Oh, but what's this I spy? A big fat ribbon cable running through my scrap screen? 24 pins too? That may come in very handy - if I can build an interface between the Lilliput's connector and that ribbon cable, then I can connect the pigtail to the back of the metal frame of the slot-loader screen rather than the back of the Lilliput itself. Here goes:
First, two connectors were soldered to a universal board. Annoyingly I couldn't find a board that offered the right pin width for SMD connectors that had 24 pins (1mm), so I had to compromise - some of the pins doubled up to fit, giving me 19 different channels on the 24-pin ribbon. Most important was remembering that they had to be mirror images of each other, so the doubled-up pins had to be opposite versions. Lots of time with needle-tipped screwdrivers was accordingly spent on lining the pins up. I don't ever want to do that again.
These boards were then cut to size and offered up to the ribbon to make sure everything fits.
Then I needed to find a way to connect that to the Lilliput socket.
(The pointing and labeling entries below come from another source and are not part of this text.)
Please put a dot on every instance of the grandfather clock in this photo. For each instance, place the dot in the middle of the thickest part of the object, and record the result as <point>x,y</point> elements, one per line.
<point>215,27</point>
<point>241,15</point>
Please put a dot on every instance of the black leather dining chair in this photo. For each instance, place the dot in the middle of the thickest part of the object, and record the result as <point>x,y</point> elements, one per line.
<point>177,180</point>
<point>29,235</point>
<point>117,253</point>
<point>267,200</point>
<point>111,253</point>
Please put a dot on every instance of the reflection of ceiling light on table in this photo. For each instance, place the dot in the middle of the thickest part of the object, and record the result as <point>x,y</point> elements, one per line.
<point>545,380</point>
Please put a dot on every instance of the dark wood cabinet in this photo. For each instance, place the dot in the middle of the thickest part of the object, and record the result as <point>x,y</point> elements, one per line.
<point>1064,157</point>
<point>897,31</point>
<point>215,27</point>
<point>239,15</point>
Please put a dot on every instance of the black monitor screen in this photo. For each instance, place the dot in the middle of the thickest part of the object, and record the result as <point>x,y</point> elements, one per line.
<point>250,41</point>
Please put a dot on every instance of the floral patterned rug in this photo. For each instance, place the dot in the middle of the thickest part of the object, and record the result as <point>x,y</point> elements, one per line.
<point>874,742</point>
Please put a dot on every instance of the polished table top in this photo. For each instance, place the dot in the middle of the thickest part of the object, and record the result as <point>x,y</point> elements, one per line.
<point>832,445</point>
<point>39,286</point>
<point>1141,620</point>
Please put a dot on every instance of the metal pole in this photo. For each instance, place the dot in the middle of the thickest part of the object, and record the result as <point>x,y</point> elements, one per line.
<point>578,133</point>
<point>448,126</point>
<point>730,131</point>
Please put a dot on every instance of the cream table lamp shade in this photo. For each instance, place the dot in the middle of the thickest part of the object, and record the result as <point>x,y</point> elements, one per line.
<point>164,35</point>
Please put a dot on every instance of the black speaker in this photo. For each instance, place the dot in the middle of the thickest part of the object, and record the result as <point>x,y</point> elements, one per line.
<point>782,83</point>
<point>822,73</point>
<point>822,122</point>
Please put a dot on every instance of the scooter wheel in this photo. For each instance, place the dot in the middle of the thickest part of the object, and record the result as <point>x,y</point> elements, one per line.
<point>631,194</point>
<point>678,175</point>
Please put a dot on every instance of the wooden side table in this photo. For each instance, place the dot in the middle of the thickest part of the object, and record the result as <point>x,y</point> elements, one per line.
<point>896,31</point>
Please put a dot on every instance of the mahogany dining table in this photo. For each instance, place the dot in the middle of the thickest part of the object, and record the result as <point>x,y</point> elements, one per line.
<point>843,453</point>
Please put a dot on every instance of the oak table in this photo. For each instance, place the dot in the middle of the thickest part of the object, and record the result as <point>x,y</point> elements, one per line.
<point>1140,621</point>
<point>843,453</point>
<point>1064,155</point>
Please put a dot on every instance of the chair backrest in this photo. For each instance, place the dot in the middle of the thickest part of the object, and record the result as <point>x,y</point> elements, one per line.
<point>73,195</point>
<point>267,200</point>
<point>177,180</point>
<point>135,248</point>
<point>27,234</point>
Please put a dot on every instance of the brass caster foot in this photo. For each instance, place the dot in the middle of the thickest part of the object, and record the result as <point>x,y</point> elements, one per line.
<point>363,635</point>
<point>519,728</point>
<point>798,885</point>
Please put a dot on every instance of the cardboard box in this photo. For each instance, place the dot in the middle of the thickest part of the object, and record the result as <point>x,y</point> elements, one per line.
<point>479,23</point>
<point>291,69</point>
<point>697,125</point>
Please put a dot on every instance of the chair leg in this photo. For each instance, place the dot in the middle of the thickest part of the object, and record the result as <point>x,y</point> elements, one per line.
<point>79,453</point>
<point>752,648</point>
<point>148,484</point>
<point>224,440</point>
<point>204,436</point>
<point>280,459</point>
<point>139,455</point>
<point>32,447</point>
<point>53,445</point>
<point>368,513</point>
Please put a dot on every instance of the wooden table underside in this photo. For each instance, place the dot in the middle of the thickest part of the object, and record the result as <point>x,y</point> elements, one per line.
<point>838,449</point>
That meant finding out what sockets the Lilliput uses.
After a mighty ball-ache of a search, I found them: 3M make them, under code 10114-6000EL for the ribbon-cable plug and 10214-6212PL for the straight-pin socket. Trouble is, they're so fine I needed to find the right wires to connect to them.
For those that remember the old days of IDE hard drives, an 80-pin ribbon cable sliced up fits perfectly, although it's equally fiddly to solder:
And then came the sphincter-clenching moment of testing: plugging the pigtail cable into the new socket, which connected to the screen's internal ribbon cable, which then converted back to the new plug that connected to the Lilliput. And...
Admittedly, there were some issues. My massive soldering iron wasn't cut out for fine soldering, and in a moment of panic I plugged the Lilliput power supply in the wrong way round, killing a capacitor on the controller board, but I got it fixed (with some forum help) so that I can move on to the next step.